According to Fernando (2012), the main difference between non-Western and Western approaches to mental health is the Western focus on individualism. This is rooted in colonial and enlightenment ideas and had racism at its core. Likewise Sue and Sue (2016) describe therapy as being individualistic and having an ethnocentric mono-culturalism which is dysfunctional and oppressive. They call for mental health workers to have a critical plurality7 to their work. The way ideas which underpin psychotherapeutic theories of personality have been (mis)used by colonialism cannot be ignored. The self-actualising tendency was originally reserved for what was seen as superior enlightened Western humans as opposed to inferior others, whilst Freudian theories were used to create a sense of othering non-Western peoples (Tuhiwai Smith, 2012) and influenced colonial anthropological thought, helping to create the trope of the primitive savage (Torgovnik, 1990). As Fernando (2012) suggests, we are left with a legacy of ‘race thinking’ (and the accompanying racism), which still impacts psychological therapies today.

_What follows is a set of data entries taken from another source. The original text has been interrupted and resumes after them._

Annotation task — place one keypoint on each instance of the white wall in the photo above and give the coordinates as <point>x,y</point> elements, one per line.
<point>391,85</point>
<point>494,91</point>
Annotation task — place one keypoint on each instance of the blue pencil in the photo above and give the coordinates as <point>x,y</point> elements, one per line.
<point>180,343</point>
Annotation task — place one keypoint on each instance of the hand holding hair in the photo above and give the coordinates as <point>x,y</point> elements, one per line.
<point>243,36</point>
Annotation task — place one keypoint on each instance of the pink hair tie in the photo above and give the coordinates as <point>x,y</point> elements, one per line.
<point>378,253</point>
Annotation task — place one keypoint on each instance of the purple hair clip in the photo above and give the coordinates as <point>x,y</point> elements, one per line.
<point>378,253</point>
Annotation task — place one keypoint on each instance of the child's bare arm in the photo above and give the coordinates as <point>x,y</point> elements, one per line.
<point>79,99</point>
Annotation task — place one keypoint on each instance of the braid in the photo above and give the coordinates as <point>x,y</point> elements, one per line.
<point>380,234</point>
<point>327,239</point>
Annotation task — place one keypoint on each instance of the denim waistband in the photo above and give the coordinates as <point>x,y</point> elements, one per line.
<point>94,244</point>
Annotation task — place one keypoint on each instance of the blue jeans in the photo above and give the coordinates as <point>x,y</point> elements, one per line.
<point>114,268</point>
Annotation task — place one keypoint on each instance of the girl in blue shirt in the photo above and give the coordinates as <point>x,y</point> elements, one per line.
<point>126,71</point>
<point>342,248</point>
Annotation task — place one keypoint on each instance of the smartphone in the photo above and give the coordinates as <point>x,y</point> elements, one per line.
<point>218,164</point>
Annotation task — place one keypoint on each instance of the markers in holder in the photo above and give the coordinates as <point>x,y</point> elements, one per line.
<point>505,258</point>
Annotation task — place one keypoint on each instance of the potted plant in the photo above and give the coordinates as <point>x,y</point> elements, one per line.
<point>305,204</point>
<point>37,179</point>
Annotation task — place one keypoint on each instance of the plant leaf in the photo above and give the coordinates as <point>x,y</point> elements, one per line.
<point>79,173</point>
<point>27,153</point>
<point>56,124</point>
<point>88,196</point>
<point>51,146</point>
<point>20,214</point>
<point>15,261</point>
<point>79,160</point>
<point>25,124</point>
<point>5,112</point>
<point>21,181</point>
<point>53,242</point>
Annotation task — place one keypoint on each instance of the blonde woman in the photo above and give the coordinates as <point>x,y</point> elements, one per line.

Moodley and West (2005) state that, as they stand, counselling and psychotherapy are too individualistic and Eurocentric, rendering minorities as outsiders. Furedi (2004) argues that the individualistic nature of therapy distances us from each other, this is in opposition to non-Western concepts such as ‘I am because we are’ (More, 2004, 157) reflecting a more collectivist philosophy of solidarity. There can be a place of balance between the individual and the collective, as to separate the two entirely could be another binary division. Francis (2018) suggests, the two can work together, as individual voices can be expressed within a collective logic. The concept of self-actualisation, for instance, can be both individual and social (Tuhiwai Smith, 2012). Tudor (2018, 52) makes the case that Western thinkers articulate what he calls ‘“We” psychology’, arguing that psychotherapeutic theories are compatible with collectivist ideas. As Nolan and West (2019) suggest, we can have interconnectedness in our individual meaning making. In my research into cultural experiences there is a place for the individual; relational and social. Identity is continuously negotiated in our personal interactions with others and the wider society (Orbe and Harris, 2015). Individual stories are ‘redolent with the collective’ (Merrill & West, 2009, 68). However, to therapeutically enforce an individualistic perspective on a client would be to deny their social context, culture and experience.